US Lawmakers Are Worried About China Being Ahead of US With CBDC

Lawmakers raise concerns that the U.S. is behind China regarding central bank digital currency (CBDC) development, and they want to know what catching up would mean for the dollar.

In the House Subcommittee on National Security, International Development and Monetary Policy hearing on Tuesday, lawmakers asked the difficult question from industry experts on CBDC: how far behind the U.S. actually is — especially with China.

The title of the meeting was “The Promises and Perils of Central Bank Digital Currencies” but, most lawmakers used their time to question how harmful it is for the U.S. to drag its feet on a digital dollar, and which elements of a project would benefit from public action or private sector solutions.

Rep. Jim Himes (D-CT) and Rep. Andy Barr (R-KY) both opened with concerns of “inaction.” Himes wondered what time horizon of inaction would cause the U.S. to lose “the ability to lead and innovate” in the CBDC landscape.

He asked: “Is it three months? Three years?”

Panelist Dr. Julia Coronado, Founder of MacroPolicy Perspectives, said that putting a countdown clock on falling irrevocably behind is unrealistic.

She referred to key metrics:

“What I would look for as a sign that the U.S. has missed the mark of the train leaving the station would be wide-scale adoption of a central bank digital currency and cross-border leaps.”

As it now stands, the only examples of cross-border bank-to-bank transactions of the digital yuan are between China and the United Arab Emirates.
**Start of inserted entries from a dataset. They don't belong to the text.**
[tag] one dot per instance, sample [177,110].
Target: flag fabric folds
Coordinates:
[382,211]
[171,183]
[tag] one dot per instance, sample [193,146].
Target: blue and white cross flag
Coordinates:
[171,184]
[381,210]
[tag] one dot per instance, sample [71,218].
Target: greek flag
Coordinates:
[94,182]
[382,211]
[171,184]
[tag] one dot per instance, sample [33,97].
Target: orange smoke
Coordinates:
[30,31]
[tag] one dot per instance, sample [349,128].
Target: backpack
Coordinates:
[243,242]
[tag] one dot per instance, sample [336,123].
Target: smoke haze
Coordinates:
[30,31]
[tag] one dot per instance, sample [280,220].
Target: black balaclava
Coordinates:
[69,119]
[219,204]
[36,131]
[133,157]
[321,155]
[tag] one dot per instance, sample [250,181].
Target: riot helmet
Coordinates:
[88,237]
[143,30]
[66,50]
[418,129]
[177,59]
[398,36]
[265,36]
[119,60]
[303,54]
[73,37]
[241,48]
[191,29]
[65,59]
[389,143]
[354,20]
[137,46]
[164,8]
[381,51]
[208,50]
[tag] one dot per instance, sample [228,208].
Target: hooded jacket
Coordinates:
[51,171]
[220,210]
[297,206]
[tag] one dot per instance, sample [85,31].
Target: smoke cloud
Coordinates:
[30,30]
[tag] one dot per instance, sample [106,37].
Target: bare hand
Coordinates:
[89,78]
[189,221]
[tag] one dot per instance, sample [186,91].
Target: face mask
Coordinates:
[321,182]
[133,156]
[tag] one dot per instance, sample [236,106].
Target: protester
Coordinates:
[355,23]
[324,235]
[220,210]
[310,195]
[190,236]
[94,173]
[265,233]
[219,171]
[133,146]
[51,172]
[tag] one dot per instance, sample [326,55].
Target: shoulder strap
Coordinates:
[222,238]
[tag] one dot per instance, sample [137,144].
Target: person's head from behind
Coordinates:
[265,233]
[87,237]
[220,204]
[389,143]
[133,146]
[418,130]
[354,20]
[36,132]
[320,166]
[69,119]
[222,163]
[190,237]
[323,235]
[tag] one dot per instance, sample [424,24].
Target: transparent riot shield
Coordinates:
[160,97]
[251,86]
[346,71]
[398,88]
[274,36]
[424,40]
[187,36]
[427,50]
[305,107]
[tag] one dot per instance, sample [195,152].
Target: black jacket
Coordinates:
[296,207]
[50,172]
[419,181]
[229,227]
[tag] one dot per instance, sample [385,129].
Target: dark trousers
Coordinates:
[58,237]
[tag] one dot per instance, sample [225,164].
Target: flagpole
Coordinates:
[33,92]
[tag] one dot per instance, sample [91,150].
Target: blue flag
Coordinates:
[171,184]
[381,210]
Barr built on those concerns by asking about China directly: is the U.S, on track to cede a competitive advantage to China in this area?
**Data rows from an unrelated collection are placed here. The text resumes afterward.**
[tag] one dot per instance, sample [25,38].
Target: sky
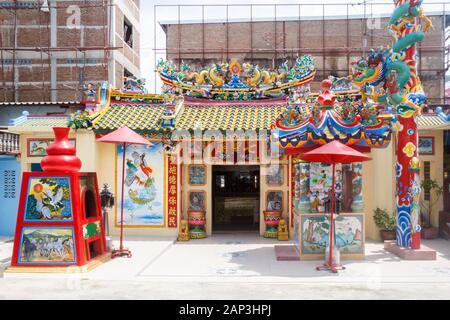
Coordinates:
[168,10]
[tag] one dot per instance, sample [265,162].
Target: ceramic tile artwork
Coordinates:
[48,198]
[52,245]
[197,175]
[315,236]
[144,185]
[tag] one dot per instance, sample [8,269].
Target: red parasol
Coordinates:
[332,153]
[123,136]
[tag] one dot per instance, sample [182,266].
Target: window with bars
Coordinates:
[9,184]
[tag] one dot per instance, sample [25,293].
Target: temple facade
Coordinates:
[226,142]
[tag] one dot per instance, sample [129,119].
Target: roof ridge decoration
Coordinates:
[352,122]
[235,81]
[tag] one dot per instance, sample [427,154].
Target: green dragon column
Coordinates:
[389,78]
[405,94]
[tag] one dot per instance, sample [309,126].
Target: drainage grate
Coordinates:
[234,242]
[234,254]
[226,271]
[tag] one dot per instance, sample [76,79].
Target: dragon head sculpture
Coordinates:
[369,71]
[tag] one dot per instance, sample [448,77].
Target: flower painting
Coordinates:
[48,198]
[143,185]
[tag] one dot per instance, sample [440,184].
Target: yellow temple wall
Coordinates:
[378,187]
[105,166]
[436,168]
[378,180]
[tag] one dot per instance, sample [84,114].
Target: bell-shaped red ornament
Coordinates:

Robert Baldwin, Head of Policy for the Association for Digital Asset Markets, was less concerned. Privacy concerns and a lack of capital controls over China’s offering could make the dollar more appealing by comparison.

He said:

“The U.S. needs to catch up to Chinese development, but when the U.S. presents its own alternative there is an obvious incentive for the current system to utilize and American-based system.”

While some spent their time focusing on the pace of innovation, other lawmakers who have historically moved the needle forward for blockchain regulation used their time to question what that innovation will look like.

Some have speculated that China’s digital yuan will be used as a surveillance tool to track citizens. It is imperative, according to some in Congress, that the architecture of a digital dollar does not carry the same capabilities. Whether or not that would in reality be the case, is another matter.

For that reason, Rep. Tom Emmer (R-MI) favored a more private-leaning solution:

“Any attempt to craft a central bank digital currency that enables the Fed to provide retail bank accounts and mobilizes the CBDC rails into a surveillance tool, able to collect all sorts of information on Americans, would do nothing but put the United States on par with China’s digital authoritarianism.”